I'll slip the kids another bit of melatonin so I can get to bed early tonight. Maybe I'll have a tepid shower, too. I'm so hot.

health update

  • Aug. 8th, 2008 at 8:08 AM
Sunflower - Takara (Annie Msson)
I went to bed at 9:15 last night. I gave the kids some melatonin too, to ensure that they'd conk out quickly and give me peace. I was still very feverish when I went, so I had the fan blowing at my face. Then the phone rings. It's G, saying he forgot to set the DVD thingy to record a movie overnight.

So I had to go downstairs and figure all this out, while I was half-delirious. I wound up setting it for 12:05pm instead of 12:05am, and it recorded until it was full. Also left the television on. I was so out of it. I had another Motrin and my fever broke at 10pm something. But my water mug was empty (a rarity for me), and I went back downstairs to refill. That's when I noticed the TV was still on.

I slept until 7:30, and it was G who greeted me in the morning rather than the other way around. But I really wanted that sleep and even now, I wish I could go back for some more.

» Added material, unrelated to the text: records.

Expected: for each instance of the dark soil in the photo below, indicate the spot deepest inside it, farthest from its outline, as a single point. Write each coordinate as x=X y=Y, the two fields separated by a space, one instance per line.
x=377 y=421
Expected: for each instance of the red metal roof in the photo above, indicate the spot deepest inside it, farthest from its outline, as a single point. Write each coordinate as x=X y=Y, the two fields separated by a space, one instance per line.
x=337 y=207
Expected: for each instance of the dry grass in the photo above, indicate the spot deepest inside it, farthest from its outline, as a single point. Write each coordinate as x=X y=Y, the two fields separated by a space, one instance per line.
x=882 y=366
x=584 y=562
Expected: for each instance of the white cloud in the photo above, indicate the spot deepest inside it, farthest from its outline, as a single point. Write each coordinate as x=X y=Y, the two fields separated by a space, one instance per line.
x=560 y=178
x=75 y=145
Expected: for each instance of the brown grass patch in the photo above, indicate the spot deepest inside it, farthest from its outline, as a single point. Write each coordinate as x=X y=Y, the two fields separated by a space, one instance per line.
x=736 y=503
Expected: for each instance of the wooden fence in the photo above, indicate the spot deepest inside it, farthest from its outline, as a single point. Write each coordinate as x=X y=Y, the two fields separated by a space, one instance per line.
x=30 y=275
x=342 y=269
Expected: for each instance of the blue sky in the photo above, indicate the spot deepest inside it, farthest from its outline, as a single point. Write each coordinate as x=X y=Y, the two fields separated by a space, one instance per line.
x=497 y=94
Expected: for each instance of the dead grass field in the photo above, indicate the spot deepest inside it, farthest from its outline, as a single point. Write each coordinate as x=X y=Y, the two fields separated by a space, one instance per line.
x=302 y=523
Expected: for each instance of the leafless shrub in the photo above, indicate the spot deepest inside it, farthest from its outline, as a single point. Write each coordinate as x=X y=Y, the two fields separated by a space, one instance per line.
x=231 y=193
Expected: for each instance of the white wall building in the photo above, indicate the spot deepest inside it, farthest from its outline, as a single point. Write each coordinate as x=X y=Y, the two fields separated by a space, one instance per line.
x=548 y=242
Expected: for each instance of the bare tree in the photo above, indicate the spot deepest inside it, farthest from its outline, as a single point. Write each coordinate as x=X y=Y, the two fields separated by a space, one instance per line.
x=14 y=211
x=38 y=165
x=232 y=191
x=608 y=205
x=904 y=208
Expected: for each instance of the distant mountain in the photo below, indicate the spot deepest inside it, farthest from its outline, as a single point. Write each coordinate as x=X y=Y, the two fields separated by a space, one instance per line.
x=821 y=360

Oh boy, my body is so sore today. It feels like I jogged around the block several times or something. My back just is really sore. At least my neck was merciful to me yesterday and didn't give me many aches. Just one, I think.

My chest is still cruddy though. We'll go to the doc's this morning. I think the best solution is for me to take J and have G stay awake at home with the other two. It would be too much work for me if I take them all with me. It would be too much work for G to drive me and the kids there.

At least I don't feel as hot, but I think it's supposed to get up to 31°C today. That will not help.